Somebody picked up the phone. “Hello?”

“I’d like to speak to Lieutenant Colonel Johnson, please,” Yeager answered. Whoever that was over there in Kitty Hawk, it wasn’t Glen Johnson. This fellow had a drawl thick enough to slice, one that turned hello into a three-syllable word.

After a couple of seconds’ pause, the Southerner said, “Afraid you can’t do that, sir. He’s up in space right now. Who’s calling, please? I’ll leave a message.”

He sounded very helpful-too helpful, after that little pause. Maybe, maybe not, but Sam wasn’t inclined to take chances, not after the trouble he’d just had from the Lizards. He didn’t give his name, but said, “Really? I thought he’d be down by now.” From what Johnson had told him, he knew damn well that the Marine was supposed to be down by now. “Is he all right?”

“Oh, yes, sir, he’s fine,” the man back in North Carolina answered. “You want to leave your name and a number where he can get hold of you, I reckon he’d be right glad to have ’em. I’m sure he’ll get back to you as soon as he can.”

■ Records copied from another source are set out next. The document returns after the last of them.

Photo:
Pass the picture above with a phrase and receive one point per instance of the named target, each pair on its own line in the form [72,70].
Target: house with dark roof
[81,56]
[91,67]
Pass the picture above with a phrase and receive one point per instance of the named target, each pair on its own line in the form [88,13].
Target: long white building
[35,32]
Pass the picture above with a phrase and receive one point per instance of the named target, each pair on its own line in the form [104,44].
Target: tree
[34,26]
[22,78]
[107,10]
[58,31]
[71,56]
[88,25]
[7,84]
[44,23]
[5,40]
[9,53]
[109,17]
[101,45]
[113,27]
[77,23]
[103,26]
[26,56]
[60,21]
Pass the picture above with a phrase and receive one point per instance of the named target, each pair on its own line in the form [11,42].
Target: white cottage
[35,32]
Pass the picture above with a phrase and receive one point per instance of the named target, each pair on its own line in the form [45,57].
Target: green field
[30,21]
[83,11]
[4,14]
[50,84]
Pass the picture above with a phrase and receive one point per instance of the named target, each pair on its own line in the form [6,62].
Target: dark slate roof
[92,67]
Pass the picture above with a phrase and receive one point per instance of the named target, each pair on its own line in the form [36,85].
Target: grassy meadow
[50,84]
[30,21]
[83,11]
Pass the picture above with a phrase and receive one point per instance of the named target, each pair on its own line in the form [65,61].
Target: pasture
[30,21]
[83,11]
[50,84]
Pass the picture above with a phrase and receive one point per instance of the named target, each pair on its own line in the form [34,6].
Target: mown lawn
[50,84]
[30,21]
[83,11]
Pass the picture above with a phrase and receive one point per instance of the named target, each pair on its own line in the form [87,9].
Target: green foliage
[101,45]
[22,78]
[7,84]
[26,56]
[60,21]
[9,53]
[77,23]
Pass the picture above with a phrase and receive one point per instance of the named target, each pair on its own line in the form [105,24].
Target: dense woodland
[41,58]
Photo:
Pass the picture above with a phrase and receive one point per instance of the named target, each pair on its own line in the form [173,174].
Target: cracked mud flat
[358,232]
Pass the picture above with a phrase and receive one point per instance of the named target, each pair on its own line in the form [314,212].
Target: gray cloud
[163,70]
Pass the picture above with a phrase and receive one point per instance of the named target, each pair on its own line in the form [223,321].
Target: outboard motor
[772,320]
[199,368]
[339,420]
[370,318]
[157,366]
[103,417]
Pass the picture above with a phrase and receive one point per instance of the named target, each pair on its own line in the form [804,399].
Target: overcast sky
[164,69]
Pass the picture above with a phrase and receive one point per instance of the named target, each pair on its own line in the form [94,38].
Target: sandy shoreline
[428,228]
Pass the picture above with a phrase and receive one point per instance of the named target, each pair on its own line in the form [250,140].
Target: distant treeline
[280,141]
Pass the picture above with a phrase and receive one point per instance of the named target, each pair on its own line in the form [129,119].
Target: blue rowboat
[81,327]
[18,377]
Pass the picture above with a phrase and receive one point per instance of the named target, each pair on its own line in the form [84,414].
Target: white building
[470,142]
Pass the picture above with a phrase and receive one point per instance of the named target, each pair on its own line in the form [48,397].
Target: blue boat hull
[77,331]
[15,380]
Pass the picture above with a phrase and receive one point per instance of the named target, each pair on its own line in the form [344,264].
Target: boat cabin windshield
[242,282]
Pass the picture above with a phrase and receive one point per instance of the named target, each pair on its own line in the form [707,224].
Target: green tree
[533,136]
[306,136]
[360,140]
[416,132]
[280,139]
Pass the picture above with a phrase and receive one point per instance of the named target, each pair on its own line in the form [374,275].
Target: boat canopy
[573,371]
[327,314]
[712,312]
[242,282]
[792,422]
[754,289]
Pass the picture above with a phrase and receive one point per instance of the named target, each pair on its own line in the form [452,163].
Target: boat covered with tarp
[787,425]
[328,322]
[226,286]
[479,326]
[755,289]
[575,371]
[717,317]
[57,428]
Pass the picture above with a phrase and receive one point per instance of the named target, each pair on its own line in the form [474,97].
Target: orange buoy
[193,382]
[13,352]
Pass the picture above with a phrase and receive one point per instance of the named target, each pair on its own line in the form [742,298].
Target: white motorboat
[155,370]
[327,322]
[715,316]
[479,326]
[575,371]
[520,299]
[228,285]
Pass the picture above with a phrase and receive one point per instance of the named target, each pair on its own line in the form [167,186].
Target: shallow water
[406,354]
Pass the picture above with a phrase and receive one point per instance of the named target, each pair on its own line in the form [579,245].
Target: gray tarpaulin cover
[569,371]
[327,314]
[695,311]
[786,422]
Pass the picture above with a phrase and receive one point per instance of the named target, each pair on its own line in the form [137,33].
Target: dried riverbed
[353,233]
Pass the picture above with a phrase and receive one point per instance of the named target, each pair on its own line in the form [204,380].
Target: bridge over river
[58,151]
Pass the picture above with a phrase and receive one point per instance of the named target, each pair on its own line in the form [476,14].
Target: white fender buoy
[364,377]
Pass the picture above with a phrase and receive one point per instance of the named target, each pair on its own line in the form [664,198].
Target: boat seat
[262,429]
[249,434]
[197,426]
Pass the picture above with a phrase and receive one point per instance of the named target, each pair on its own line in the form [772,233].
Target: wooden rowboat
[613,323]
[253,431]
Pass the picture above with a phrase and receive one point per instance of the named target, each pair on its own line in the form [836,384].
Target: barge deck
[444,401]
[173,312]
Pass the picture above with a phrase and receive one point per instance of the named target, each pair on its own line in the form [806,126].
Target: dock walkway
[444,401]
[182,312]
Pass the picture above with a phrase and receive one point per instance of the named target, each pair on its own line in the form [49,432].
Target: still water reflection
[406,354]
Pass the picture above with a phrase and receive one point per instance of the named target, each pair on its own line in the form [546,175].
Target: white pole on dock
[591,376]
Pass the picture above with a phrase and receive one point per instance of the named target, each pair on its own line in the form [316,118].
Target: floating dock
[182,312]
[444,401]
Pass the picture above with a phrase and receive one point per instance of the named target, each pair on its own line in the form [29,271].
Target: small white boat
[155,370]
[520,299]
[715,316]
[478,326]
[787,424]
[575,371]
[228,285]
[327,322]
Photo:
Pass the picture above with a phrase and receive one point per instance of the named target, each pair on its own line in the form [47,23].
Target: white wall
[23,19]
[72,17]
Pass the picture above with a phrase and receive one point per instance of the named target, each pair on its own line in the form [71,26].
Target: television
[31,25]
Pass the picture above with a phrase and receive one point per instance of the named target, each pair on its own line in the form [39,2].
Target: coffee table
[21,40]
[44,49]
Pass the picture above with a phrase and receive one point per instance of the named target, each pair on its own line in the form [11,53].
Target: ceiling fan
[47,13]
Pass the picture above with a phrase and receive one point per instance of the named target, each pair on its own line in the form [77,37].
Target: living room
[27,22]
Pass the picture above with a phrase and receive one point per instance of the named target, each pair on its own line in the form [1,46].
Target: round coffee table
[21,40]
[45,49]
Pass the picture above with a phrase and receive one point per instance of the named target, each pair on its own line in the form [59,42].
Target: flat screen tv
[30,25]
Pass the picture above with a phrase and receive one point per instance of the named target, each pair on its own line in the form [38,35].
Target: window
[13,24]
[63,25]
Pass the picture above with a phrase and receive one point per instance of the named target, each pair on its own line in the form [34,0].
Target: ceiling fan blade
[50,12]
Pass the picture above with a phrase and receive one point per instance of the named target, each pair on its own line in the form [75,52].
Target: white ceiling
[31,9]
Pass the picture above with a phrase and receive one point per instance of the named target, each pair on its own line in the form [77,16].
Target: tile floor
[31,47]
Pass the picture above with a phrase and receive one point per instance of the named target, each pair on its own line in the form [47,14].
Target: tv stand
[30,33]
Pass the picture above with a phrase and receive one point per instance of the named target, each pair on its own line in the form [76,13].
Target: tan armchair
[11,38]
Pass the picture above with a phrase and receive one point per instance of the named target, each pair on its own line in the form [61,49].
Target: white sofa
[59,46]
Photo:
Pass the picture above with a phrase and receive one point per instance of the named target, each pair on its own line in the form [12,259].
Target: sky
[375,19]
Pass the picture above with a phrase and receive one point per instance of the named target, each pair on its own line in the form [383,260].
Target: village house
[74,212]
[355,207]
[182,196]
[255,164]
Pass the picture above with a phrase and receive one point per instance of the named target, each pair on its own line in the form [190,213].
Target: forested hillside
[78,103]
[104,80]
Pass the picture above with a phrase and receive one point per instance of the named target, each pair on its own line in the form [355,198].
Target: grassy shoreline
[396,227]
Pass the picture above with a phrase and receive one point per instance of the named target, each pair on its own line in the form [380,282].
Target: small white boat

Very gently, Yeager laid the telephone handset back in its cradle. Sure as hell, alarm bells were going off in the back of his mind. He didn’t think this fellow would have been so eager to get his name and number if they were tracing his call (and, thanks to Sorviss, his calls were hard, maybe impossible, for anyone with merely human equipment to trace), but he didn’t want to find out he was wrong the hard way.

He sat at his desk scratching his head, wondering what the devil to do next. He wondered if there was anything he could do next. The Lizards had shut him off from whatever they knew about the space station, and his best-Jesus, his only-American source had just fallen off the map, too.